Red sails in the sunset
, my father sings right now, out of tune (or maybe to his own tune).
Way out on the sea.
Gas! – GAS! – quick, boys! –. That was the Wilfred Owen poem. In it gas was written first in small letters then in capitals, which, when I was at school, I’d thought very clever,
because of the way the realization that the gas was coming, or maybe the shouts about it, got louder the nearer it came.
Oh carry my loved one.
Home safely to me
. And Owen had convalesced, and met his friend Siegfried Sassoon, and learned to write a whole other kind of poetry from his early rather purple sonnets, at Craiglockhart Hospital near Edinburgh, which was close to home, even though Edinburgh was itself a far country to me, at fifteen, in Inverness, when I first read Owen.
He sailed at the dawning. All day I’ve been blue.

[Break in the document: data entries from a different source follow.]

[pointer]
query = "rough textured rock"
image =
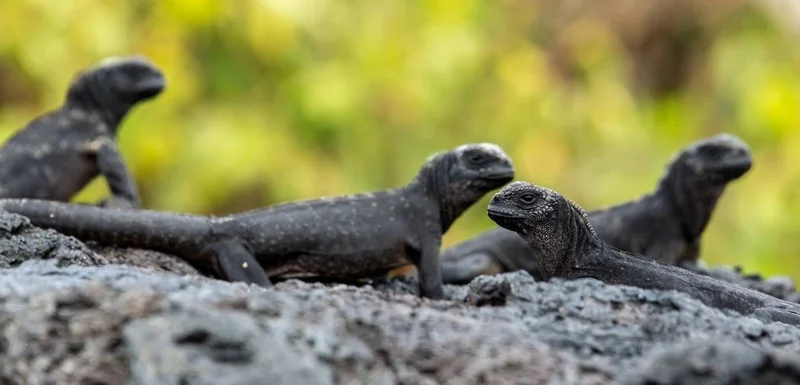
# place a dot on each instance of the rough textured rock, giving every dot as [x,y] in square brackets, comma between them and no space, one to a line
[779,286]
[112,323]
[144,258]
[20,241]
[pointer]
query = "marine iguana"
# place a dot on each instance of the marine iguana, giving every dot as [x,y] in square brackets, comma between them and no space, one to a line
[345,237]
[560,234]
[665,225]
[56,155]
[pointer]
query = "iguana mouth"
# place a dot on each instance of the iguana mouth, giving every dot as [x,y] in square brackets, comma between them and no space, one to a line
[733,169]
[506,175]
[150,87]
[502,212]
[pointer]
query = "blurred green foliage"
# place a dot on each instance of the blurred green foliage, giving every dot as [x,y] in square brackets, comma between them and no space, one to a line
[278,100]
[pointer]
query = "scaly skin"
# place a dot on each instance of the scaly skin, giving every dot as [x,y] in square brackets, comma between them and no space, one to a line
[346,237]
[56,155]
[559,233]
[665,225]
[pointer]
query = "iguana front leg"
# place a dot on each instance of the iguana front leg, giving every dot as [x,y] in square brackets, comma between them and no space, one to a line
[113,168]
[429,269]
[234,261]
[464,269]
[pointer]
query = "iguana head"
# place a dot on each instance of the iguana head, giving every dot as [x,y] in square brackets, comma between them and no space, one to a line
[480,167]
[715,160]
[552,226]
[697,177]
[115,85]
[458,178]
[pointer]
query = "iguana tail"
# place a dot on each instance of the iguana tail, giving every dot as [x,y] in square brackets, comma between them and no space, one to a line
[173,233]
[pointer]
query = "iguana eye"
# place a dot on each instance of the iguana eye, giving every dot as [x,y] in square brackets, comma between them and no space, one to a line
[710,151]
[476,157]
[527,198]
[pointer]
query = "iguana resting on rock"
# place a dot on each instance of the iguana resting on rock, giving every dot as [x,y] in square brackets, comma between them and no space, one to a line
[559,233]
[346,237]
[665,225]
[58,154]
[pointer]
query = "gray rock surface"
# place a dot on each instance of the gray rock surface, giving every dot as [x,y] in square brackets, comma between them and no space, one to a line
[68,317]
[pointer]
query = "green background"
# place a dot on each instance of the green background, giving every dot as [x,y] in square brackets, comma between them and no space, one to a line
[271,101]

    My father’s voice is incredibly loud, so loud that I’m finding it hard to think anything about anything. I try to concentrate. There was a thing I read recently, a tiny paragraph in the International New York Times, about a rare kind of fungus found nowhere else in the UK, but discovered growing in the grounds of Craiglockhart and believed by experts to have been brought there from mainland Europe on the boots of the convalescing soldiers. Microscopic spores on those boots and decades later the life. But I can’t even think about that because
Red sails in the sunset. I’m trusting in you
. Okay.
    I sing back, quite loud too, a song of my own choice.

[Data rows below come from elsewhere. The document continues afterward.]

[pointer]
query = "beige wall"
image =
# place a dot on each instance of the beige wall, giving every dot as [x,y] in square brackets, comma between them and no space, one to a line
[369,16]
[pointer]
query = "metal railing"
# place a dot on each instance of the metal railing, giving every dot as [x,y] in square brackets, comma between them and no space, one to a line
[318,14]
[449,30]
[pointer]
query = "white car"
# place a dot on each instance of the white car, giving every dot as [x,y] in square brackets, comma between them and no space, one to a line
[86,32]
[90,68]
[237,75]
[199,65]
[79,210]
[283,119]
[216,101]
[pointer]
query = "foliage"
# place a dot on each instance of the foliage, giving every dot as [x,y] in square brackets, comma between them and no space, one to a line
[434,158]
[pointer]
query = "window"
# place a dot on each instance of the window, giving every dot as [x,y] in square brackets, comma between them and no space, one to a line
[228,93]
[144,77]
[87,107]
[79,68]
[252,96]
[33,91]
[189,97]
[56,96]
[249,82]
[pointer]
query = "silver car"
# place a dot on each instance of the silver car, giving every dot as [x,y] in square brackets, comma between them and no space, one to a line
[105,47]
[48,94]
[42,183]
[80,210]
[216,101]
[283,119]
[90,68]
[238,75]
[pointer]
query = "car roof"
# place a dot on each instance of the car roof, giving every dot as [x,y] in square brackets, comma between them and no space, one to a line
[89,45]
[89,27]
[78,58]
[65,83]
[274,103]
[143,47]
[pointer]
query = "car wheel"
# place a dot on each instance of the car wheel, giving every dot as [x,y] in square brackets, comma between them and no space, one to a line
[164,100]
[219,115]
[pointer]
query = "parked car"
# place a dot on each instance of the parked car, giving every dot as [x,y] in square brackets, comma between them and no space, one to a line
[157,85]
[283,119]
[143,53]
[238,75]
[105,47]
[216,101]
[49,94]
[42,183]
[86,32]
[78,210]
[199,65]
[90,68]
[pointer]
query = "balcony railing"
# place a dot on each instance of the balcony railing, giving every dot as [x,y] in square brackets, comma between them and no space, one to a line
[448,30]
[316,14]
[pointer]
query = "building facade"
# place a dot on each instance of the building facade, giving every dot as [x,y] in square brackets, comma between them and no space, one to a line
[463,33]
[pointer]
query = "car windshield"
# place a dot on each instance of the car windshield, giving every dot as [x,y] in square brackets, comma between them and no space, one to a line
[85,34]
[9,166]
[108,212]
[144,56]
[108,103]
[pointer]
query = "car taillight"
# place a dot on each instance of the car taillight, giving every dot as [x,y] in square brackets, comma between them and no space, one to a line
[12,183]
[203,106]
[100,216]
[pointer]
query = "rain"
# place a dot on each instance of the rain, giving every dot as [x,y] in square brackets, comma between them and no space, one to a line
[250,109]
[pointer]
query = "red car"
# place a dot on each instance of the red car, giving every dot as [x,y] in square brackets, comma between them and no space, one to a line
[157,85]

War is stupid. And people are stupid.
    Don’t think much of your words, my father says. Or your tune. That’s not a song. Who in God’s name sang that?
    Boy George, I say. Culture Club.
    Boy George. God help us, my father says.
    The 1984 version of Wilfred Owen, I say.
    Hardly, he says. Boy George never saw a war. Christ. What a war would’ve done to him.
    Wilfred Owen was gay too, you know, I say.
    I say it because I know it will annoy him. But he doesn’t take the bait.